Shawn nodded. “I was eighteen, out running in the woods the night of the first snowfall of winter, and I came across this young man trudging through the snow in far-too-light clothes—”
“And crying.” Zay set a bowl of dinner rolls and another of fruit on the table and sat beside Shawn. “Don’t forget that.”
Shawn folded Zay’s hand in his and squeezed. “I’ll never forget.” The look they exchanged squeezed my heart the same way.
Zay continued the story. “My parents found out I was gay, found the muscle magazines I’d hidden under my mattress, and other stuff.
They told me I had to repent and swear to go straight or leave their home forever.
I was seventeen. I told them I couldn’t change who I was.
I didn’t realize they meant I had to leave right that moment, after dark, with nothing.
Dad grabbed my arm, hustled me to the door, asked me if I was ready to fall to my knees, accept Jesus, and repent my sins.
I said no, I couldn’t. He shoved me out the door in my socks and indoor clothes, and locked it behind me. ”
“Damn.” I turned to Shawn, who’d gone through even worse. He just kept his gaze on Zay, his eyes shining.
“We’d kept a pair of old rubber boots in the barn, a rain slicker, work gloves.
I put them on and started walking to town.
” Zay’s tone was surprisingly steady. “I’d walked that four miles before.

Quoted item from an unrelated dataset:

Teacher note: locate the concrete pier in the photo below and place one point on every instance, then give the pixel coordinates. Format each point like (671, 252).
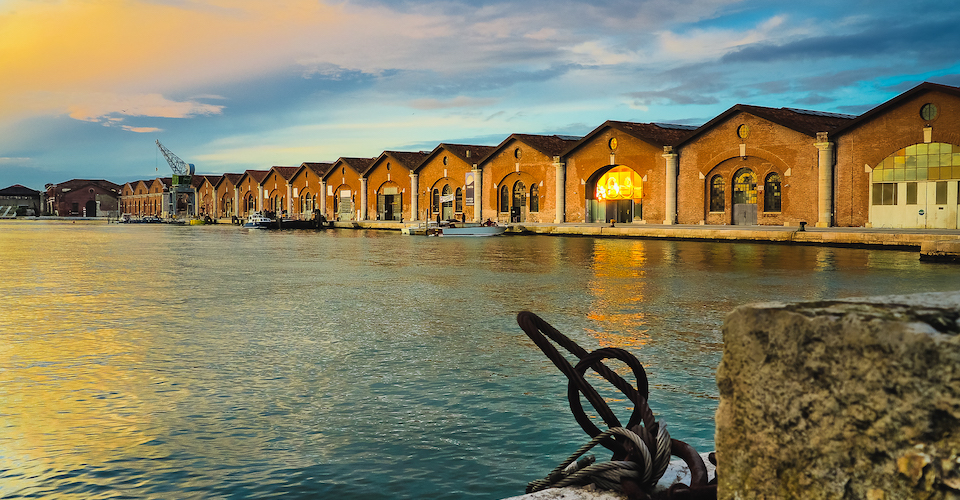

An hour, perhaps less if I jogged. But it started to snow hard and the temperature was dropping.
One of my boots leaked. My feet were freezing.
I started looking for the turn to the Hendersons’ place instead.
They went to the same church, but they’d let me in so I didn’t die.
I was pretty sure. Unless they called my folks. Except I got lost in the snow.”
Shawn lowered his hand to rub Zay’s back in small, slow movements.
Zay closed his eyes for a moment, then said, “Perhaps I didn’t make a real effort to follow the drive. Perhaps I didn’t care…”
Shawn interrupted, “It was snowing hard enough for anyone to get lost, even on a short road. Well, any human. I was out there romping in fur, having a good time miles from home, when I smelled a man out in weather no smart human would walk in. I spotted him barely a minute before he fell into a drift and didn’t get back up. I couldn’t leave him there, Wade.”
I didn’t say that wolf law insisted, yes, he could. And should.